Jim Jarmusch has alluded to his love of poetry in his past films, such as the role of Christopher Marlowe in “Only Lovers Left Alive” and William Blake in “Dead Man.” In fact, before film-writing, Jarmusch studied to become a poet at Columbia University. A few poems in the movie are written by Jarmusch himself, but the rest were penned by American poet Ron Padgett. “Paterson” has been deemed a poem in itself, written as a tribute to Jarmusch’s first love.

Words are written across the screen as though inscribed onto water, rippling and disappearing as the bus driver scratches them into his notebook. We listen as he rolls the words around in his head, testing their cadence. Throughout the film, the subject of his poetry                                                          is his adoration of his wife and the life they share.

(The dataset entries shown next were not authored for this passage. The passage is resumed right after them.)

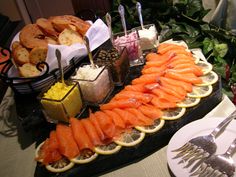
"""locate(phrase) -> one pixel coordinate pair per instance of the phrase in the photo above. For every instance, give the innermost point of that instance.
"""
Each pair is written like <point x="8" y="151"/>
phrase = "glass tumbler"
<point x="60" y="102"/>
<point x="132" y="44"/>
<point x="147" y="36"/>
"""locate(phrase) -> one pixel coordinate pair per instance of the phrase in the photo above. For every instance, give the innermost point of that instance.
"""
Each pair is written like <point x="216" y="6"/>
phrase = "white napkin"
<point x="223" y="109"/>
<point x="97" y="34"/>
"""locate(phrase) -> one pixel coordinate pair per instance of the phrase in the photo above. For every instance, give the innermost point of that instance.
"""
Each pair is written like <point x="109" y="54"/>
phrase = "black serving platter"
<point x="150" y="144"/>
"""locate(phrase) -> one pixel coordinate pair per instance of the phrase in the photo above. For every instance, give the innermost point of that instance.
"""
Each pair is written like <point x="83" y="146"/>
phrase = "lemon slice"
<point x="60" y="166"/>
<point x="205" y="66"/>
<point x="130" y="138"/>
<point x="200" y="91"/>
<point x="37" y="151"/>
<point x="158" y="124"/>
<point x="189" y="102"/>
<point x="208" y="79"/>
<point x="85" y="156"/>
<point x="173" y="113"/>
<point x="107" y="149"/>
<point x="196" y="58"/>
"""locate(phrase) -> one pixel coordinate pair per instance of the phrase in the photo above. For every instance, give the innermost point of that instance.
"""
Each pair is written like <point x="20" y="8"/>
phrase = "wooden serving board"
<point x="150" y="144"/>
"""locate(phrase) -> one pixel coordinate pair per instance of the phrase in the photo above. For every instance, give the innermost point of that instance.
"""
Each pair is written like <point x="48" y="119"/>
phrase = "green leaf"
<point x="228" y="92"/>
<point x="193" y="6"/>
<point x="220" y="69"/>
<point x="220" y="50"/>
<point x="208" y="45"/>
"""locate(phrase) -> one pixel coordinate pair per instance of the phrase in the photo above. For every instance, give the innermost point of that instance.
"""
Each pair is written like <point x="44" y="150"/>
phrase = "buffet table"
<point x="153" y="165"/>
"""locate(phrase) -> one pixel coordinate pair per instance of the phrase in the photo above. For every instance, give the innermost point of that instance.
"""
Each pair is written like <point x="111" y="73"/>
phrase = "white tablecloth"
<point x="155" y="165"/>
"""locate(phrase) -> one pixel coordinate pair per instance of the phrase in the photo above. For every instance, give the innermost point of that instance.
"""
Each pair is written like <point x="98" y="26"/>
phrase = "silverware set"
<point x="199" y="153"/>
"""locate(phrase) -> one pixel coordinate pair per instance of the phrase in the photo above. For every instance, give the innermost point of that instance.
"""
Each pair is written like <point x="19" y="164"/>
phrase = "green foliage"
<point x="184" y="21"/>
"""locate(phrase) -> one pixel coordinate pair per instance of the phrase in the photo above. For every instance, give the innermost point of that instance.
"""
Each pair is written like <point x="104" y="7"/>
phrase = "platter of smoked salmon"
<point x="174" y="87"/>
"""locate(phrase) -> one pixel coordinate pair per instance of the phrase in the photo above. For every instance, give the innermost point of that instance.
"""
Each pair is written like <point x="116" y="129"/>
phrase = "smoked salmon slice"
<point x="94" y="121"/>
<point x="163" y="103"/>
<point x="175" y="63"/>
<point x="117" y="120"/>
<point x="141" y="117"/>
<point x="106" y="124"/>
<point x="162" y="94"/>
<point x="80" y="135"/>
<point x="130" y="119"/>
<point x="136" y="87"/>
<point x="126" y="103"/>
<point x="67" y="144"/>
<point x="190" y="78"/>
<point x="150" y="111"/>
<point x="153" y="70"/>
<point x="141" y="97"/>
<point x="147" y="78"/>
<point x="185" y="85"/>
<point x="91" y="131"/>
<point x="49" y="152"/>
<point x="157" y="57"/>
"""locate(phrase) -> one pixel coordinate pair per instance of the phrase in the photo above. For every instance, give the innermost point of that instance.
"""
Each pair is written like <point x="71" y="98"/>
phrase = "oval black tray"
<point x="150" y="144"/>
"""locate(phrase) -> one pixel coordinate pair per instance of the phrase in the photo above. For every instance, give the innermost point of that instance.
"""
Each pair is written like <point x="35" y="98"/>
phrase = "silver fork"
<point x="218" y="165"/>
<point x="199" y="148"/>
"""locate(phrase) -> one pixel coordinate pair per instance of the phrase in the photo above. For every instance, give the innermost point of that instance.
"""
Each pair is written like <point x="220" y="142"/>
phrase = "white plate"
<point x="194" y="129"/>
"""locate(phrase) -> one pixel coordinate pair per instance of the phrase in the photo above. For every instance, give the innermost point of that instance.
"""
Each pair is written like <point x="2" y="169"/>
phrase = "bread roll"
<point x="69" y="37"/>
<point x="16" y="44"/>
<point x="37" y="54"/>
<point x="20" y="55"/>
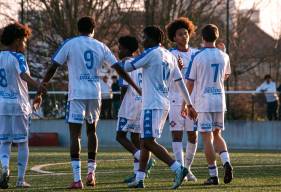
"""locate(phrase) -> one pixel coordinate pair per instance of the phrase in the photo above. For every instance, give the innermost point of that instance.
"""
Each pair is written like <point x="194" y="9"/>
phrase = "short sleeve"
<point x="109" y="58"/>
<point x="176" y="72"/>
<point x="192" y="76"/>
<point x="61" y="54"/>
<point x="22" y="66"/>
<point x="140" y="61"/>
<point x="228" y="68"/>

Maintaining “Paterson’s” theme, his love poems focus on the small pieces of everyday life, such as a box of Ohio Blue Tip matches that sits on their kitchen counter. Laura makes for a striking muse with her exotic features, her habit of painting black circles and stripes onto their curtains and walls and her constant efforts to discover her “dream.” Their love story is one told with humble charm, often interrupted by the envious growling of the bulldog, Marvin.

The concept of this film was born from the director’s admiration of the poet William Carlos Williams and his epic poem “Paterson,” which is a tribute to the blue-collar men and women of the New Jersey city. Williams’ poetry plays a large role in the film. Paterson reads him on Saturday morning and recites his poem “This is Just to Say” to Laura in their kitchen.

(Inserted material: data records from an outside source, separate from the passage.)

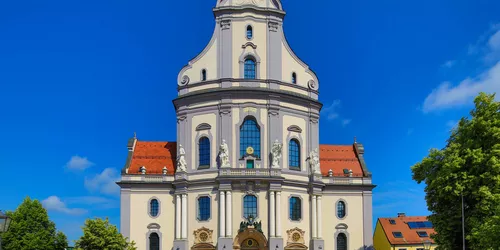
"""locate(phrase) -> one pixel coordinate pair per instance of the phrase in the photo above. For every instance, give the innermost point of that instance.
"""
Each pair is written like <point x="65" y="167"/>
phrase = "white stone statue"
<point x="314" y="161"/>
<point x="224" y="155"/>
<point x="276" y="152"/>
<point x="181" y="160"/>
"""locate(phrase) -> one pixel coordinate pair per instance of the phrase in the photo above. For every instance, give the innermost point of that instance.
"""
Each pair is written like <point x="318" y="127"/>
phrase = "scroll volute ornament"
<point x="295" y="235"/>
<point x="203" y="235"/>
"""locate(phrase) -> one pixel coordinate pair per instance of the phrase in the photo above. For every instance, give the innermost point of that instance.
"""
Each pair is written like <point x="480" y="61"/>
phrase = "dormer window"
<point x="204" y="75"/>
<point x="249" y="32"/>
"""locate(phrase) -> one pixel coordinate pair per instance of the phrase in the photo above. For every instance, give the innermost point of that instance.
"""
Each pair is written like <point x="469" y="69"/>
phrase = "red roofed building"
<point x="246" y="170"/>
<point x="404" y="233"/>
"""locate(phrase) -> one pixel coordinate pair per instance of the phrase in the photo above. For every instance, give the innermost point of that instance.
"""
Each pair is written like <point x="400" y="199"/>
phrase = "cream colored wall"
<point x="286" y="223"/>
<point x="239" y="28"/>
<point x="291" y="65"/>
<point x="287" y="122"/>
<point x="208" y="62"/>
<point x="353" y="219"/>
<point x="140" y="219"/>
<point x="193" y="222"/>
<point x="195" y="121"/>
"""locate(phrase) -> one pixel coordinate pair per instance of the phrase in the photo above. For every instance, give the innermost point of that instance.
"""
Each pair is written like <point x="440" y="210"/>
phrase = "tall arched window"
<point x="249" y="32"/>
<point x="340" y="209"/>
<point x="204" y="152"/>
<point x="250" y="70"/>
<point x="250" y="206"/>
<point x="154" y="241"/>
<point x="154" y="207"/>
<point x="204" y="208"/>
<point x="341" y="241"/>
<point x="295" y="208"/>
<point x="250" y="137"/>
<point x="294" y="154"/>
<point x="204" y="75"/>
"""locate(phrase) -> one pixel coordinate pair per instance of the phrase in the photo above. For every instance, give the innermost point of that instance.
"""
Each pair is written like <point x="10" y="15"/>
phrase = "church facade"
<point x="247" y="170"/>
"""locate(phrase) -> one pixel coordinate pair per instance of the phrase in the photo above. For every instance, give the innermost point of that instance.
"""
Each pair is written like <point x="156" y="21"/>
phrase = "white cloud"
<point x="53" y="203"/>
<point x="78" y="163"/>
<point x="331" y="113"/>
<point x="449" y="64"/>
<point x="104" y="182"/>
<point x="447" y="96"/>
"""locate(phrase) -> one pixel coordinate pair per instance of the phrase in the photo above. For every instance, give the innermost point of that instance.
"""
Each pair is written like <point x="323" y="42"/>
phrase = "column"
<point x="271" y="214"/>
<point x="320" y="223"/>
<point x="278" y="214"/>
<point x="177" y="216"/>
<point x="222" y="214"/>
<point x="184" y="216"/>
<point x="313" y="219"/>
<point x="229" y="214"/>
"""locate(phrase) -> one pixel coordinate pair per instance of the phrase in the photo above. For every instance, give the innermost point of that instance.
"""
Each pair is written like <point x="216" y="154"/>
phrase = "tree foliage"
<point x="31" y="229"/>
<point x="100" y="234"/>
<point x="469" y="165"/>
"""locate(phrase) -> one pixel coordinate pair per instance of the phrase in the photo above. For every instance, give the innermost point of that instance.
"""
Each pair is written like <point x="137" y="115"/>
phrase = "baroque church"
<point x="247" y="170"/>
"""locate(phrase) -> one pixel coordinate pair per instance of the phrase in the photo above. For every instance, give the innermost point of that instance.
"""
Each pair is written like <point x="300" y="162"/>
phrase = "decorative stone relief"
<point x="203" y="235"/>
<point x="181" y="161"/>
<point x="184" y="81"/>
<point x="276" y="152"/>
<point x="224" y="155"/>
<point x="314" y="161"/>
<point x="295" y="235"/>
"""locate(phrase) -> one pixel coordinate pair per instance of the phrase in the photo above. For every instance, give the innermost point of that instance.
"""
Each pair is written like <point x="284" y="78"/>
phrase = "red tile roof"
<point x="154" y="156"/>
<point x="339" y="157"/>
<point x="410" y="236"/>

In the end of the film, after Paterson’s creativity has received a discouraging blow, he stumbles upon a Japanese poet in a park. The man sits beside him on a bench and pulls a copy of “Paterson” from his bag. The two strangers begin talking about the writer and his ability to capture the innate poetry that pulses through the city’s streets.

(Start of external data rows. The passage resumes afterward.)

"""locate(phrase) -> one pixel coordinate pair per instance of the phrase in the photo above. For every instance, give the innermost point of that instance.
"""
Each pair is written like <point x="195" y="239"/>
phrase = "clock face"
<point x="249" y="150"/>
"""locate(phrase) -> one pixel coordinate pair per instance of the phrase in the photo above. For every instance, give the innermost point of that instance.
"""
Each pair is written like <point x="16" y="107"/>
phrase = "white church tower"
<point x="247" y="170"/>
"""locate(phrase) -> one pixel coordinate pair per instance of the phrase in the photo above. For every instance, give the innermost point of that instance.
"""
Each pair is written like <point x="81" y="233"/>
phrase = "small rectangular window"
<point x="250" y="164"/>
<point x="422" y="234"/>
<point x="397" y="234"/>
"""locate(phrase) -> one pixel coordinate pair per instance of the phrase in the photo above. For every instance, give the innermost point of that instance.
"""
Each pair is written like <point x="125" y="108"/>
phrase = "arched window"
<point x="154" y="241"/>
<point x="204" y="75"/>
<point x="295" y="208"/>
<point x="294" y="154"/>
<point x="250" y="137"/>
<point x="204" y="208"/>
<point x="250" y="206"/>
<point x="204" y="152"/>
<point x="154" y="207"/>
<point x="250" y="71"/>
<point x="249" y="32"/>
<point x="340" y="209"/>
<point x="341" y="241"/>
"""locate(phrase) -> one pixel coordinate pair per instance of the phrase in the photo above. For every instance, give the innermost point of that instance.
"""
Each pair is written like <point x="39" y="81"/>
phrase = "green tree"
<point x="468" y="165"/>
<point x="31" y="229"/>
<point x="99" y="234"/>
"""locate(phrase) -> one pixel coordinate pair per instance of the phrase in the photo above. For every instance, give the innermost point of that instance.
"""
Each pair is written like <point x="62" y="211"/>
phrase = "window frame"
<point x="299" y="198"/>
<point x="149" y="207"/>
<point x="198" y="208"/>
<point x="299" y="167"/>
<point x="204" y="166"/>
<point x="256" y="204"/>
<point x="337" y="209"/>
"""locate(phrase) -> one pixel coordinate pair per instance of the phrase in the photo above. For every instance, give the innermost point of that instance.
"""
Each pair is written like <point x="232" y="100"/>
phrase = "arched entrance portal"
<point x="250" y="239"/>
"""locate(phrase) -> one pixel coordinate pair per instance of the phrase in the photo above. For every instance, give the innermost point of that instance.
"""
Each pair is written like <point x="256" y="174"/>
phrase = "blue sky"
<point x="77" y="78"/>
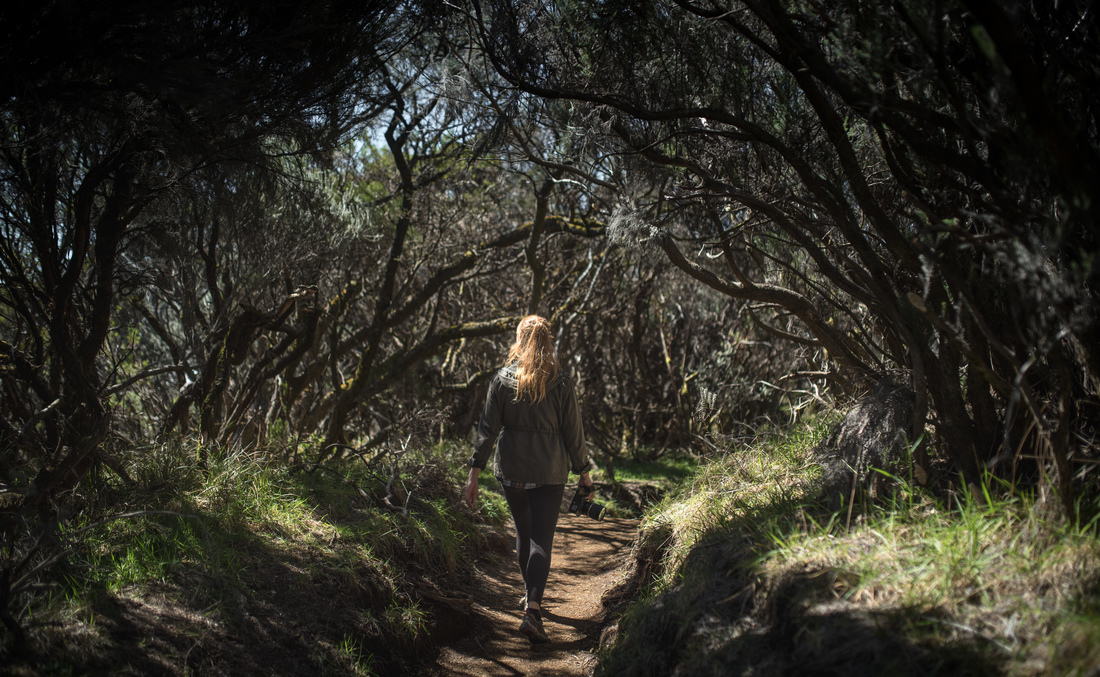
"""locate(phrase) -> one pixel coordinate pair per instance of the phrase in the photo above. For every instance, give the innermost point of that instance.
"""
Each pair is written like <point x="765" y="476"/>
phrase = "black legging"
<point x="535" y="512"/>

Driver gives a resonating performance that stands among best of this year. “Paterson” is laced with conviction and humility, illuminating the commonly glazed-over life of the working-class man. The film places the viewer into the driver’s seat, where he hears the murmurings, the laughter and the sadness that fill the spaces within his own life, coming from men and women that can, at times, seem so unfamiliar.